I got some sleep... If you can call an hour of 4.30min naps every 5mins sleep :p I went about the rest of the day, spent lots of time on ball, made and ate breakfast again, cleared up a bit, ordered my favorite takeout. Contractions fizzled a bit, so I got a proper nap in. Started feeling like I would be in this limbo state for days! About 6ish they picked up again and then started getting more intense. By 8ish the ball and just dealing with them was not helping. I spent a good 45 mins in the shower, then made arrangements for my son for the night, messaged Lana to say I'm going to hospital. I probably spent a good part of an hour deciding whether I should still wait it out a bit, with her support at home. But... Literally a minute after I messaged her, my water broke! A gush like in the movies! Weirdly I found this hilarious and couldn't stop laughing which got rid of the panic I was just about to get into at this point.

We rushed (sort-of) to hospital, and Lana got there just a few minutes after. After being on CGT monitor for a bit , we did an internal and I was already 5cm! Success! First milestone achieved. Lana immediately prepared a bath and I got in. Ok the bath is AWESOME. I stayed there all the time, the hospital midwife even let me stay in for monitoring which was nice. It's a bit of a haze, but I know I was mainly in the tub.

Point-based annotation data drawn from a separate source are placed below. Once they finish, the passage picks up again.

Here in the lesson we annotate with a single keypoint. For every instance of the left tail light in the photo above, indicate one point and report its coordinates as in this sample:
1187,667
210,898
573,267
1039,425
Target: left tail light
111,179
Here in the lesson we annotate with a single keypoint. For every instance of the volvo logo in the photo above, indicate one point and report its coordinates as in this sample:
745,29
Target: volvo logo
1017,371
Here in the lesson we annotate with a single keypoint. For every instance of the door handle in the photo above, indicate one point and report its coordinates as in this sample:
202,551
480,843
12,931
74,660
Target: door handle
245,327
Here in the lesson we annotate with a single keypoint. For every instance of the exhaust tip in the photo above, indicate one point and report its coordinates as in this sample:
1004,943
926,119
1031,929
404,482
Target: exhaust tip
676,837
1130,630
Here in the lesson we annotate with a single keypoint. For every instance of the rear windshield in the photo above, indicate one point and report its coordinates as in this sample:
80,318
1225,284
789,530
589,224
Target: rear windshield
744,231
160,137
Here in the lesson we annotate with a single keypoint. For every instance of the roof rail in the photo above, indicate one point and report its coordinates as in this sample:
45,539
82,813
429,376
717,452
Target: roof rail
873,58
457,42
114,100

Managing contractions with breathing and water and Lana most of the time, with a few mild "I can't do this " panics thrown in. At some point I couldn't deal anymore, I'm not sure how many hours later, so wanted to know how far I was because I felt I wouldn't be able to do this for hours. Got out of the tub, had internal ... 9cm dilated, success!! But baby was still very high up and looking like he will take a while to come down.

Decided then that an epidural would be the right thing, to get some rest, and relax muscles for baby to start descending. Breathed through the last few really intense contractions and got the epidural. After I was fully dilated, it took baby a good 4 hours to descend, and I used the time to rest, pray, get calm and ready for the next phase. It was exactly what I needed.

Dr came at around 6ish, switched off the epidural so I could get some feeling back, and we got ready to do the pushing. This is where things got quite intense! I don't remember clearly what happened. I pushed a lot, but baby wasn't coming down. We tried lots of positions, we tried vacuum. Tried episiotomy, it just wasn't happening. With one of the pushes I lost a lot of blood and baby's heart rate dropped and we decided emergency C-section.

Afterwards I understood the reason was that he was big (relative to me), and my pelvis was small and funny shaped. All the chaos that usually happens with emergency unfolded, I was faint shaking needed oxygen, staff were rushing and getting stuff sorted. But then in such a quick time he was born! And we heard the most beautiful cry! And everyone was calm again :) my hubby held him while they got me stitched up.

And then I spent the most beautiful first few hours with my baby. It was perfect. Not the end result I was going for, but a truly beautiful labour experience. I proved to myself I could do it, the way I wanted to. I felt the labour pains I wanted to feel. I healed after my traumatic birth with my first son. I carried to term and delivered a full term baby.

I am breastfeeding him. I am woman enough and I did it. I am forever grateful to my Doula Lana and Dr Searle for being my support team. Recovering from labour, episiotomy and ceaser simultaneously is hectic, but I wouldn't have it any other way. I wouldn't change a thing. This experience has given me confidence in myself and my abilities as a woman, grounded my faith in the power of prayer, and reaffirmed that we are more remarkable than we allow ourselves to believe - anything is possible with determination, faith and passion.